I had a go at it and simplified
$$ P((A \cap B^c) \cup (A^c \cap B)) $$
$$\Downarrow$$ Using the third axiom. This identity was in the textbook:
$$ P((A \cap B^c) + (A^c \cap B)) - P( (A \cap B^c) \cap (A^c \cap B) ) $$
$$\Downarrow$$ Using associativity and commutativity:
$$ P((A \cap B^c) + (A^c \cap B)) - P( (A \cap A^c) \cap (B \cap B^c) ) $$
$$\Downarrow$$ Now, since $ P( (A \cap A^c) \cap (B \cap B^c) ) = P( ( \varnothing ) \cap (\varnothing) ) = 0 $, I write:
$$\Downarrow$$ $$ P((A \cap B^c) + (A^c \cap B)) $$
And, now I am stuck... This is my first time posting in the math section, so correct my formatting if I made mistakes. Also, is how I reasoned correct so far?
Given sets $A$, $B$, we write $A\setminus B=A\cap B^c$. Note that $A\setminus B$ and $B\setminus A$ are disjoint.
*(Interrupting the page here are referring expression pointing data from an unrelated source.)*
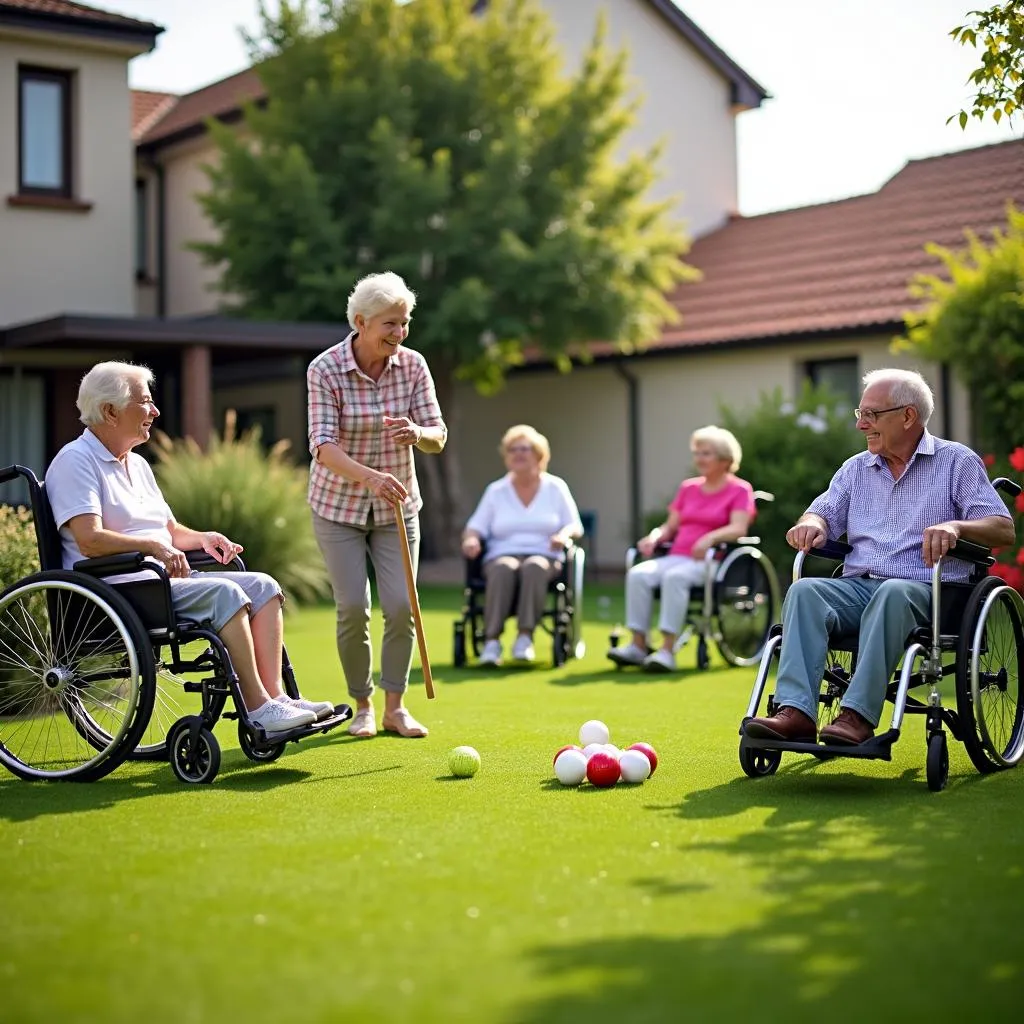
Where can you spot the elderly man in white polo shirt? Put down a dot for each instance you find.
(902, 505)
(107, 502)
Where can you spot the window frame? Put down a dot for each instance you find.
(33, 73)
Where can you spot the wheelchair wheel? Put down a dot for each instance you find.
(745, 596)
(195, 759)
(989, 663)
(937, 765)
(757, 763)
(77, 677)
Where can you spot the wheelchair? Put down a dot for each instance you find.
(562, 619)
(976, 635)
(737, 605)
(92, 672)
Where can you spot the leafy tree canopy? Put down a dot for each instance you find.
(453, 148)
(998, 35)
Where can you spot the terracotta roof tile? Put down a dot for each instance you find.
(146, 109)
(212, 100)
(846, 264)
(65, 8)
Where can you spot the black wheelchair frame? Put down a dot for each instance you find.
(729, 587)
(125, 637)
(963, 624)
(561, 620)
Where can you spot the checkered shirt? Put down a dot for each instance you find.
(347, 408)
(884, 519)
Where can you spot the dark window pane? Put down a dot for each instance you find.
(42, 133)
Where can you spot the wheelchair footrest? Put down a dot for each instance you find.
(877, 749)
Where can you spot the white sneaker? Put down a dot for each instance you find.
(660, 660)
(492, 653)
(522, 649)
(276, 717)
(630, 654)
(322, 709)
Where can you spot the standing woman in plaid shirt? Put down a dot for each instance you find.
(371, 402)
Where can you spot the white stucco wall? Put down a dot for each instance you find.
(686, 104)
(53, 261)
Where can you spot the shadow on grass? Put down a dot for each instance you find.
(863, 897)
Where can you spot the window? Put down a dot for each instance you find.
(141, 230)
(842, 377)
(44, 132)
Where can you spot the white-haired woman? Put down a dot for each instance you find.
(708, 509)
(525, 519)
(105, 502)
(372, 400)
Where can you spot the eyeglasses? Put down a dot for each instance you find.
(870, 415)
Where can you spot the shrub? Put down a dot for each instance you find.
(1010, 561)
(18, 555)
(792, 450)
(255, 497)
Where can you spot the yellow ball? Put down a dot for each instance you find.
(464, 762)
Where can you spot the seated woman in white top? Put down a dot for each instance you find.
(523, 523)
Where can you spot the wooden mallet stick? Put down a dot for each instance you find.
(414, 600)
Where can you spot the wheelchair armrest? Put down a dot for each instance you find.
(206, 563)
(968, 551)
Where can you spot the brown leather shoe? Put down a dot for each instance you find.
(787, 723)
(849, 729)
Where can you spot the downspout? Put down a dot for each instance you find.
(633, 438)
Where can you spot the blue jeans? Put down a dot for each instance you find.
(883, 611)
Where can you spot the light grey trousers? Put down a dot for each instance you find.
(883, 612)
(532, 573)
(345, 549)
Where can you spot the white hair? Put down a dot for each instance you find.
(906, 387)
(722, 441)
(109, 384)
(377, 292)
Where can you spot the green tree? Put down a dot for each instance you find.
(974, 321)
(998, 34)
(453, 148)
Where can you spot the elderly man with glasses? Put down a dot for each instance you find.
(902, 504)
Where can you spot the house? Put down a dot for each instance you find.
(815, 293)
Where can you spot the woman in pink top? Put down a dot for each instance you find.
(708, 509)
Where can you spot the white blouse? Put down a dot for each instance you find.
(510, 527)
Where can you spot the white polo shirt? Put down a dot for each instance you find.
(86, 477)
(513, 528)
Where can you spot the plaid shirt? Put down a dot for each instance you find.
(347, 408)
(885, 519)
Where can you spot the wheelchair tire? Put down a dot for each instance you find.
(259, 753)
(937, 764)
(989, 664)
(77, 677)
(758, 763)
(194, 761)
(745, 604)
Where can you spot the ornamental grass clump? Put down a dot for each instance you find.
(256, 497)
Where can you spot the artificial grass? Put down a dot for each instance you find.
(355, 880)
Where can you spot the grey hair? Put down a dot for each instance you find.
(723, 441)
(109, 384)
(906, 387)
(377, 292)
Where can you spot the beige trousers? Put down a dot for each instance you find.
(531, 573)
(345, 548)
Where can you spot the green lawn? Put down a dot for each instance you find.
(355, 880)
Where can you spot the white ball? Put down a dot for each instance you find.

Note that $$ \begin{align} P(A)&=P(A\setminus B)+P(A\cap B)\\ P(B)&=P(B\setminus A)+P(A\cap B) \end{align} $$ since $A$ is the disjoint union of $A\setminus B$ and $A\cap B$ and $B$ is the disjoint union of $B\setminus A$ and $A\cap B$ so $$ P(A)+P(B)-2P(A\cap B)=P(A\setminus B)+P(B\setminus A)= P((A\cap B^c)\cup (B\cap A^c)) $$